As wonderful as World 1-1 is for teaching Mario, I think that "Tell the player what you want them to do, allow them to see it succeed, then let them apply it" will crush "Let the player explore the 'physics' of your world, hope they proceed" in terms of task success. And these days, we can measure that intuition.
Artistic intuitions of game designers have been measured in the crucible of conversion rates and been found wanting.
Does anyone here sell applications? Play the first five minutes of WoW. Notice how they guide you along by the nose and make it easy for you to succeed and feel awesome doing it. All applications should do that.
I think WoW has to do that because it's a very complicated interface with roots in the text-based MUDs of old (for example the combat log). I don't consider it an example of good UI/tutorial design.
Valve's Portal is how game tutorials should be done in my opinion. It introduces an unfamiliar game element (the wormhole gun) gradually: first you walk through pre-made wormholes, then you get to shoot one of the two wormhole entrances, and only then both of them. Even when you have the full portal gun, you get taught the various tricks (like accelerating by falling into a portal) one at a time. None of this is explained by a wall of text, rather, the level design itself suggests the only possible solution. This is all done so subtly that it hardly feels like a tutorial at all. In fact, for the player, the levels just get gradually harder and require you to combine more and more of the skills and tricks you've figured out earlier.

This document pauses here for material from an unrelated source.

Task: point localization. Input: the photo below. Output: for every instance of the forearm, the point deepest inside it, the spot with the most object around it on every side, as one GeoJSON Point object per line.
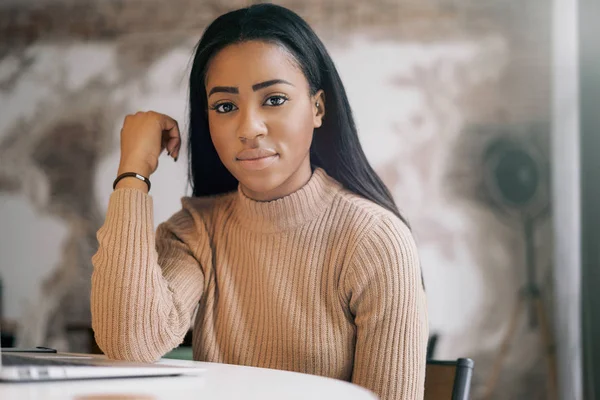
{"type": "Point", "coordinates": [135, 313]}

It works brilliantly, and makes for a much stronger experience than any of the text or voice based game tutorials I've seen so far.
Hey now, text-based MUDs are not yet obsolete. There are quite a few folks out there playing them. Most often, they are free, they do not put viruses or DRM on your computer, and they work for the folks who are trying to play online computer games out in the boonies with low bandwidth.
> Artistic intuitions of game designers have been measured in the crucible of conversion rates and been found wanting.
Artistic intuitions aren't a factor. Game design is heavily playtested and even split tested.
Being led by the arm is fine and it makes people do things, but then they forget how to do them without guidance! They're learning that a feature exists, not how to do it and apply it for themselves.
That WoW example isn't there to make players learn how to use features. It's there to sell the game: "Some day, you'll be able to do all this"
That's kind of what you're saying but you're not making the distinction between teaching the player skills and selling the product. Miyamoto is talking about the former.
I think the more intuitive and simple the game is, the less amount of "tutorials" you will need. And if your game is as simple and intuitive as Mario, you don't need a tutorial at all.
For more complex games, such as WoW, you obviously need another approach. The tell - show - try you describe sounds like a good way of doing that.
Artistic intuitions of game designers have been measured in the crucible of conversion rates and been found wanting.
Does anyone here sell applications? Play the first five minutes of WoW. Notice how they guide you along by the nose and make it easy for you to succeed and feel awesome doing it. All applications should do that.